The Cambrian Explosion refers to a period around 540 to 520 million years ago during which arose an abrupt increase in the number and types of animal groups as evidenced by the fossil record. This sudden increase in the rate of evolution has caused some to argue that it could not have happened naturally. But there has never been an accurate measurement of the actual rate of evolution during this period, until now.
A new study in Current Biology (1,2) has found the rates of “morphological and genetic evolution during the Cambrian explosion were five times faster than today—quite rapid, but perfectly consistent with Darwin’s theory of evolution.” The study focused on arthropods, the most diverse animal group in the Cambrian period and today, but the results are considered to be generally applicable to the other animal groups.

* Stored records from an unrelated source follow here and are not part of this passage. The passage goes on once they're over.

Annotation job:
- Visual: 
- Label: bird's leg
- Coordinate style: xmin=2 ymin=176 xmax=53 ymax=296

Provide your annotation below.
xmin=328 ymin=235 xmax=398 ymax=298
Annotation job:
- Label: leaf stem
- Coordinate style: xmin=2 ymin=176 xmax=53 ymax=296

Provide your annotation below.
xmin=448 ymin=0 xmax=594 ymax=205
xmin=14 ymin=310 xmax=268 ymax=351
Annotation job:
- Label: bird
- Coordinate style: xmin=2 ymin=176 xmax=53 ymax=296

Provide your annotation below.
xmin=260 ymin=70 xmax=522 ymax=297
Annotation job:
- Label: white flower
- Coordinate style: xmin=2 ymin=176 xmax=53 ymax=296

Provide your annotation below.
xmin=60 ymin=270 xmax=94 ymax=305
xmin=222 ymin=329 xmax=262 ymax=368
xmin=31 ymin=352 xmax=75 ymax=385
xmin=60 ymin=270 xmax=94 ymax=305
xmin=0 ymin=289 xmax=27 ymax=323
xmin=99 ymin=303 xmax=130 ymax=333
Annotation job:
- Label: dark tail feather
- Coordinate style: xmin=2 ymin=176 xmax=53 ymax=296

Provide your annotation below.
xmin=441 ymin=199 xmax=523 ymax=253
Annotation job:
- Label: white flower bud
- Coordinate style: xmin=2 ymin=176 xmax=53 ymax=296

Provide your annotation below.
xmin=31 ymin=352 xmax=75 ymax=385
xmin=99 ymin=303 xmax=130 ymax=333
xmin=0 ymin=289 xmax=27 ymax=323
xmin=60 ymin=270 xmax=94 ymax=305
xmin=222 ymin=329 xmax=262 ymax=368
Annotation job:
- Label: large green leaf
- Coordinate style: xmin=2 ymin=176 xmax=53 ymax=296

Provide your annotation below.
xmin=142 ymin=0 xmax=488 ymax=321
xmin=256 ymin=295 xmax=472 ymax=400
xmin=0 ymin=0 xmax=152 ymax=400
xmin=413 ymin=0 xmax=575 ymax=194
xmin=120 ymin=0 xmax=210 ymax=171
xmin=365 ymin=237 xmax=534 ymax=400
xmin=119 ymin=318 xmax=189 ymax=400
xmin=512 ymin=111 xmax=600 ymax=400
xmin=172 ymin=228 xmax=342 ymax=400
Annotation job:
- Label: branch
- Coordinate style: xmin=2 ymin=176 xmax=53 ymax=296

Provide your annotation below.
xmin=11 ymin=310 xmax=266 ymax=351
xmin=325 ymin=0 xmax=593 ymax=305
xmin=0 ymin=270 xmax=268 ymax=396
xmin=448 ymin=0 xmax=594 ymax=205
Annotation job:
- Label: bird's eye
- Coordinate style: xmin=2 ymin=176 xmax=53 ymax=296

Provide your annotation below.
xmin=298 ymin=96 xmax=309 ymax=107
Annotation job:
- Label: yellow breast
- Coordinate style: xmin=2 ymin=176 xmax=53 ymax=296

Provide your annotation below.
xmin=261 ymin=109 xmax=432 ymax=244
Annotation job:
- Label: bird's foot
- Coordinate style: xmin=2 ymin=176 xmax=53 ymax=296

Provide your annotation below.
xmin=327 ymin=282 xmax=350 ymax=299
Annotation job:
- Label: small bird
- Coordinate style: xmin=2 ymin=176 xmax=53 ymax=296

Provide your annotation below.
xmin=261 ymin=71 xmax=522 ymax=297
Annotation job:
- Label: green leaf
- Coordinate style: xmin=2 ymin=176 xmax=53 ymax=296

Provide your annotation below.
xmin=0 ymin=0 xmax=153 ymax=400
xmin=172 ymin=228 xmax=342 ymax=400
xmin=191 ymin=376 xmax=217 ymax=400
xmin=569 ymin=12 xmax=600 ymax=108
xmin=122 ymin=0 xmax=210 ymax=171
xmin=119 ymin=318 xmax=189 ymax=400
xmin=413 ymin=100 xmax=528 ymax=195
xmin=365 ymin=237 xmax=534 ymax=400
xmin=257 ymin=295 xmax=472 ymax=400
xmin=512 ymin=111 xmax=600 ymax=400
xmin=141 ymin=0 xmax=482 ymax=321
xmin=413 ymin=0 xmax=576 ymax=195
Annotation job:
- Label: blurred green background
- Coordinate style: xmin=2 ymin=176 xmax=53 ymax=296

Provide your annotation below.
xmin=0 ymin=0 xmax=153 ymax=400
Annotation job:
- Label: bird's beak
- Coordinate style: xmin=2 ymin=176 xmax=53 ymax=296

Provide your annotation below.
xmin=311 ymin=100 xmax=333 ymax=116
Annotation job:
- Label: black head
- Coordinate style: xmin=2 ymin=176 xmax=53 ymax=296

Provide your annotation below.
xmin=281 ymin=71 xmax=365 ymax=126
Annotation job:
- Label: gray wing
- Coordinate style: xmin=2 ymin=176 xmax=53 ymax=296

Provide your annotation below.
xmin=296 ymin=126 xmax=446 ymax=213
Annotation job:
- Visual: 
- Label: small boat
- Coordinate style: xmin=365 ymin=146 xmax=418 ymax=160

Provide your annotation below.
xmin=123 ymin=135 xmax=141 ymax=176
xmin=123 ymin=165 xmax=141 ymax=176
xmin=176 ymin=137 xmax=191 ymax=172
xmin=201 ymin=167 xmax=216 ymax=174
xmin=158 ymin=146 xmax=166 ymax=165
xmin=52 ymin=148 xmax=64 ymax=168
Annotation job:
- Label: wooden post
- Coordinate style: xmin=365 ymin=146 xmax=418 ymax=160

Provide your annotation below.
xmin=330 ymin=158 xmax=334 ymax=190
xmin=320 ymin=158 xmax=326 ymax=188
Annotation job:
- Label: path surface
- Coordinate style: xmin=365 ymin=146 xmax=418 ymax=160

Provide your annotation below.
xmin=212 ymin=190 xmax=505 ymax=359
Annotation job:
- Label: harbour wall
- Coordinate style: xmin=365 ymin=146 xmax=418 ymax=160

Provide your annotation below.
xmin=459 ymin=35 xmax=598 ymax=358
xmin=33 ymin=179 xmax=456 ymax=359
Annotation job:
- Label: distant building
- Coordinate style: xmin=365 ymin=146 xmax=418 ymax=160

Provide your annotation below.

Theories of how the Cambrian Explosion happened generally fall into three main categories: genetic, ecological and environmental/geochemical. In the latest edition of Science (3,4) Professor Paul Smith of Oxford and Professor David Harper of Durham University propose that no one theory explains it all, but that a ‘cascade of events’ led to the sudden explosion in the number and diversity of species. It is becoming clear, however, that the oxygenation of the earth’s atmosphere played a major role. Large organisms cannot exist without a minimum amount of available oxygen (5). Large amount of evidence has shown that two geological periods of oxygenation occurred, one in the Precambrian period and another two billion years earlier (6,7). During the Neoproterozoic era that preceded the Cambrian Explosion, the geological conditions were chaotic, with the breakup of the supercontinent Rodinia and a period of prolonged global cold during which oceans were covered with ice from pole to pole and were low in oxygen content. During this time oxygenation occurred non-linearly and organisms evolved that were able to survive both aerobically and anaerobically, perhaps leading to even greater diversity.